We put out a wide net looking for young actors to play the role of Paul. But I think we were particularly looking for someone who didn’t feel like they were acting but giving a really authentic performance. We wanted someone that could navigate both pretending to be someone else while also showing that they’re not really that person. Tyler fit really great. Paul is an actor in a lot of ways, so it was really cool to have an actor ‘play’ an actor.
I also liked how you mixed media in the beginning. Did you shoot those sequences on video?
We used a camcorder to film that sequence. I’ve always been really interested in combining documentary with fiction and using documentary style as a way to enhance the realness of a fictional place. The most obvious reference would be Gumbo, Harmony Korine’s movie, which I can’t seem to escape from. But using camcorder footage in addition to acting just seemed to make the world more real, and to blur the line a little between what’s real and what’s being filmed.
My experience has been growing up on camcorder and finding my interest in filmmaking through that medium. Resolution has become so advanced so it’s nice to break away from that and embrace a lo-fi feel. It just feels more personal and more grounded in the raw reality of the suburbs. I think the camcorder look will always be associated with that setting.
The music is brilliant, with this 90s, nostalgic, vaporwave-esque kind of feel. Tell me about your collaboration with the composer.
It was a real challenge to figure out what the score should be. As I added to the film, I used a lot of different temp music and shared things with Harris. It was fun to get a composer to come in, whose name is Sylvain Kauffman, Harris’ brother. He’s a super talented musician and composer. We let him take the reins. The main ideas that we shared with Sylvain were this blend of real sounding instruments and electronics, to create this vaporware kind of blend.
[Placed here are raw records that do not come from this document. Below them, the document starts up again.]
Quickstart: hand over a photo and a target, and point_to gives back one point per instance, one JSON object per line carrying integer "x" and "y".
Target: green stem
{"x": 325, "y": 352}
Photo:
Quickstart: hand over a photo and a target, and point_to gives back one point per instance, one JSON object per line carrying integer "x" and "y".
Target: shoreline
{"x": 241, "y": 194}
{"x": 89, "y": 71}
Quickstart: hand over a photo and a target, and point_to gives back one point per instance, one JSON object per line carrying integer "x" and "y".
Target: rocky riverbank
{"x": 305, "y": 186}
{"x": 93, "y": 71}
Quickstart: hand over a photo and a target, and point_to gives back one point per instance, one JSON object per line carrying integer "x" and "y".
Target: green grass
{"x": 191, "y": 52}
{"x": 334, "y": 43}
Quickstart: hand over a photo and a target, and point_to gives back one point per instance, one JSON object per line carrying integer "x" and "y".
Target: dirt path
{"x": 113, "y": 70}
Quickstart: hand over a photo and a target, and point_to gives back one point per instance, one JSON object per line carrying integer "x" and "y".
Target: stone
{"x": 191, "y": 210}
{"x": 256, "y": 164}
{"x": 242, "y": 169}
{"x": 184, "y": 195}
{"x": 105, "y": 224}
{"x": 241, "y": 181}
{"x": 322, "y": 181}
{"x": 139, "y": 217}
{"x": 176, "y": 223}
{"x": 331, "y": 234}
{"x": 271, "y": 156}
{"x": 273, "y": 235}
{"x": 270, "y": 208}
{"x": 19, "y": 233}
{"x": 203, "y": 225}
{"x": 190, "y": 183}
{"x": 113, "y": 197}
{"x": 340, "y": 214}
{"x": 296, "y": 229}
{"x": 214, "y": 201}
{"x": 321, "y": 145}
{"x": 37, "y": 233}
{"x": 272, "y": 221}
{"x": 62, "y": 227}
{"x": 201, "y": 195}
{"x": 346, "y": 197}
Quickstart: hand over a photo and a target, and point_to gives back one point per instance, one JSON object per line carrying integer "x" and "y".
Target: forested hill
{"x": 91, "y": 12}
It works with how we’re blending analog camcorders with a more normal cinematic look.
My experience has grown up on camcorder and finding my interest in filmmaking through that medium.
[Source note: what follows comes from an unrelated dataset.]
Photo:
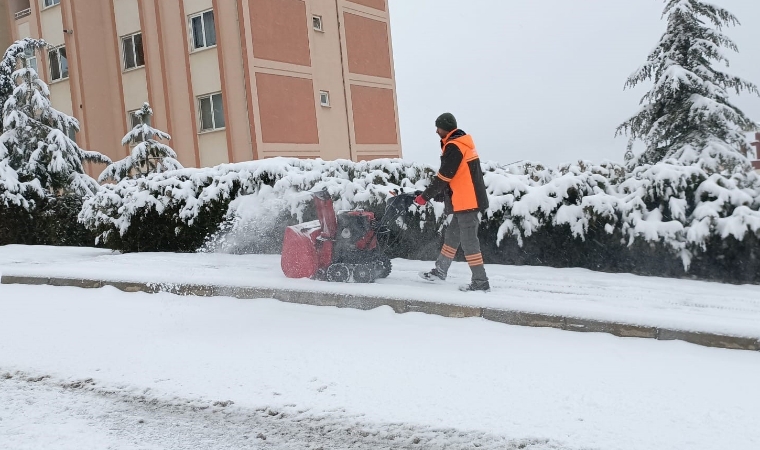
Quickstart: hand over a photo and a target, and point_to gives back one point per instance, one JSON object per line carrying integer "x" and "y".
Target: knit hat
{"x": 446, "y": 122}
Hello Ma’am hinges upon this moment of horror, which came to me as something of a shock. Did you think a lot about what he could uncover there?
Hopefully everyone watches the film before they read this, but we wanted to play with the idea that he’s essentially trying to prove to himself that he’s not a kid. We wanted it to appear that he’s going to steal stuff, but then he ends up stumbling across this tragic scene. I think we wanted to teach him a lesson and see how that might shift his perspective. My hope is that as he’s scootering away from the house and you start to hear that monologue again, you are left with the question as to how much that moment has changed him. There is purposefully no answer to that.
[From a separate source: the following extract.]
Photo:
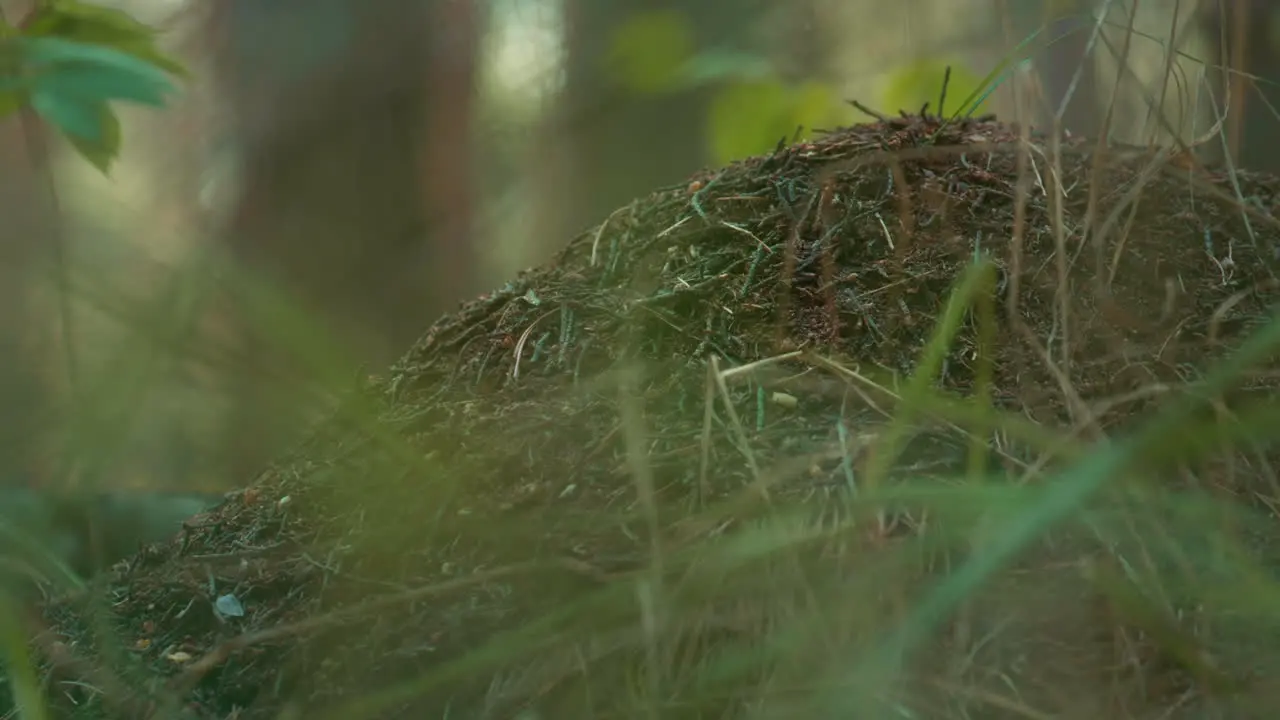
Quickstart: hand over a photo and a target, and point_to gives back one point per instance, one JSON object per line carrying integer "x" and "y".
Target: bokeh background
{"x": 374, "y": 163}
In the American Dream, the grind has to keep going… do you really believe that it’s real or just a fantasy?
It’s not a fixed idea, and that’s what’s interesting about it. When you’re growing up, it looks very simple: a big house, nice cars, attractive family. That’s where I think Paul is as a character: he has this expectation of what the American Dream is, and it’s sort of shattered. I think everyone goes through this experience, but maybe not as tragic as Paul’s. There are many facets to happiness. It’s not just material wealth, there’s a lot to it. The irony of the story is that he’s pretending to be an adult before he is. That’s ultimately why he doesn’t understand what happiness is.
What are you working on next?
I’m at the tail end of making my first feature documentary. It’s about how consumer DNA testing is changing the way people define families. How companies like ancestry.com provide family matches and people find a lot of surprises when they get the results.